Fri Aug 7 12:01:55 GMT 2020
On Fri, Aug 7, 2020 at 12:45 PM Marc Glisse <firstname.lastname@example.org> wrote:
> Thank you for your comments.
> On Fri, 7 Aug 2020, Richard Biener wrote:
> >> Conversions look like
> >> .FENV_CONVERT (arg, (target_type*)0, 0)
> >> the pointer is there so we know the target type, even if the lhs
> >> disappears at some point. The last 0 is the same as for all the others, a
> >> place to store options about the operation (do we care about rounding,
> >> about exceptions, etc), it is just a placeholder for now. I could rename
> >> it to .FENV_NOP since we seem to generate NOP usually, but it looked
> >> strange to me.
> > You could carry the info in the existing flags operand if you make that a
> > pointer ...
> Ah, true, I forgot that some other trees already use this kind of trick.
> Not super pretty, but probably better than an extra argument.
> > Adding some info missing above from reading the patch.
> > The idea seems to be to turn FP operations like PLUS_EXPR, FLOAT_EXPR
> > but also (only?) calls to BUILT_IN_SQRT to internal functions named
> > IFN_FENV_* where the internal function presumably has some extra
> > information.
> Sqrt does seem to have a special place in IEEE 754, and in practice some
> targets have instructions (with rounding) for it.
> > You have
> > +/* float operations with rounding / exception flags. */
> > +DEF_INTERNAL_FN (FENV_PLUS, ECF_LEAF | ECF_NOTHROW, NULL)

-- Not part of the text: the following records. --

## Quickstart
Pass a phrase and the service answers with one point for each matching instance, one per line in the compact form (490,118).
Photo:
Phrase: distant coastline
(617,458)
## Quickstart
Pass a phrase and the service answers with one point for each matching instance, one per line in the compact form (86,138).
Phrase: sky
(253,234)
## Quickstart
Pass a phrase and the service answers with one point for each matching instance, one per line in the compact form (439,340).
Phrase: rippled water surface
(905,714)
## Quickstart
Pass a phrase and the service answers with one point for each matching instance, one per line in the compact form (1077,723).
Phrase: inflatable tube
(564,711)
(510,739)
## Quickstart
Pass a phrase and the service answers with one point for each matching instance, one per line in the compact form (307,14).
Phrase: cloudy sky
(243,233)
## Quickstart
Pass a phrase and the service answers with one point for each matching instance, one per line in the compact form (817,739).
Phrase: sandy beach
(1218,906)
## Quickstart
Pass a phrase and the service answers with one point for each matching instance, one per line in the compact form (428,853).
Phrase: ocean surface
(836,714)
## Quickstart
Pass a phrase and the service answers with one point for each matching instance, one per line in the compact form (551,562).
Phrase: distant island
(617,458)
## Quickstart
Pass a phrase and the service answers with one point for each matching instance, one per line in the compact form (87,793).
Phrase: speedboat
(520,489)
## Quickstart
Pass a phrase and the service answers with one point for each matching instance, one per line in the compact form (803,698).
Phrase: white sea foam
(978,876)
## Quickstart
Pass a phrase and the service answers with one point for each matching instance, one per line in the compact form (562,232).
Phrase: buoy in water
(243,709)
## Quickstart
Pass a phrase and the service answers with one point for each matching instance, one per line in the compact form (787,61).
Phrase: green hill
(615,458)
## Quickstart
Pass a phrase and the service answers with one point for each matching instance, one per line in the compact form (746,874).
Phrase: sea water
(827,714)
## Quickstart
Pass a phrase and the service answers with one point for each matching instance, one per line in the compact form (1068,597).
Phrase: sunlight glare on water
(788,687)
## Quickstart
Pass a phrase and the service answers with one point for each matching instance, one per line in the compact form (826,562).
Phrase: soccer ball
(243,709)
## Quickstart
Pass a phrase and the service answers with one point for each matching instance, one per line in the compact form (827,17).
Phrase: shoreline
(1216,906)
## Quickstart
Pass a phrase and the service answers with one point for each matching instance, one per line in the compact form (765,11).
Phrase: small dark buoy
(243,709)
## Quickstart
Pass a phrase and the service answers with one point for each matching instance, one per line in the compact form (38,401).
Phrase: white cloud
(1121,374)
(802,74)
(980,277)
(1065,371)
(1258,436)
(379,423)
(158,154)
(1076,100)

> > +DEF_INTERNAL_FN (FENV_MINUS, ECF_LEAF | ECF_NOTHROW, NULL)
> > +DEF_INTERNAL_FN (FENV_MULT, ECF_LEAF | ECF_NOTHROW, NULL)
> > +DEF_INTERNAL_FN (FENV_RDIV, ECF_LEAF | ECF_NOTHROW, NULL)
> > +DEF_INTERNAL_FN (FENV_FLOAT, ECF_LEAF | ECF_NOTHROW, NULL)
> > +DEF_INTERNAL_FN (FENV_CONVERT, ECF_LEAF | ECF_NOTHROW, NULL)
> > +DEF_INTERNAL_FN (FENV_SQRT, ECF_LEAF | ECF_NOTHROW, NULL)
> > so with -fnon-call-exceptions they will not be throwing (but regular
> > FP PLUS_EXPR would).
> Hmm, ok, I guess I should remove ECF_NOTHROW then, the priority should
> be to be correct, we can carefully reintroduce optimizations later.
> > They will appear to alter memory state - that's probably to have the
> > extra dependence on FENV changing/querying operations but then why do you
> > still need to emit asm()s?
> The IFNs are for GIMPLE and represent the operations, while the asm are
> simple passthrough for RTL, I replace the first with the second (plus the
> regular operation) at expansion.
> > I suppose the (currently unused) flags parameter could be populated with
> > some known FP ENV state and then limited optimization across stmts
> > with the same non-zero state could be done?
> I was mostly thinking of storing information like:
> * don't care about the rounding mode for this operation
> * may drop exceptions produced by this operation
> * may produce extra exceptions
> * don't care about signed zero
> * may contract into FMA
> * don't care about errno (for sqrt?)
So we could leverage the same mechanism for inlining a non-ffast-math
function into a -ffast-math function, rewriting operations to IFNs? Though
the resulting less optimization might offset any benefit we get from the
inlining... At least the above list somewhat suggests it want's to
capture the various -f*-math options.
> With fenv_round, we would actually have to store the rounding mode of
> the operation (upward, towards-zero, dynamic, don't-care, etc), a bit
> less nice because 0 is not a safe fallback anymore. We could also store
> it when we detect a call to fesetround before, but we have to be careful
> that this doesn't result in even more calls to fesetround at expansion
> for targets that do not have statically rounded operations.
> If there are other, better things to store there, great.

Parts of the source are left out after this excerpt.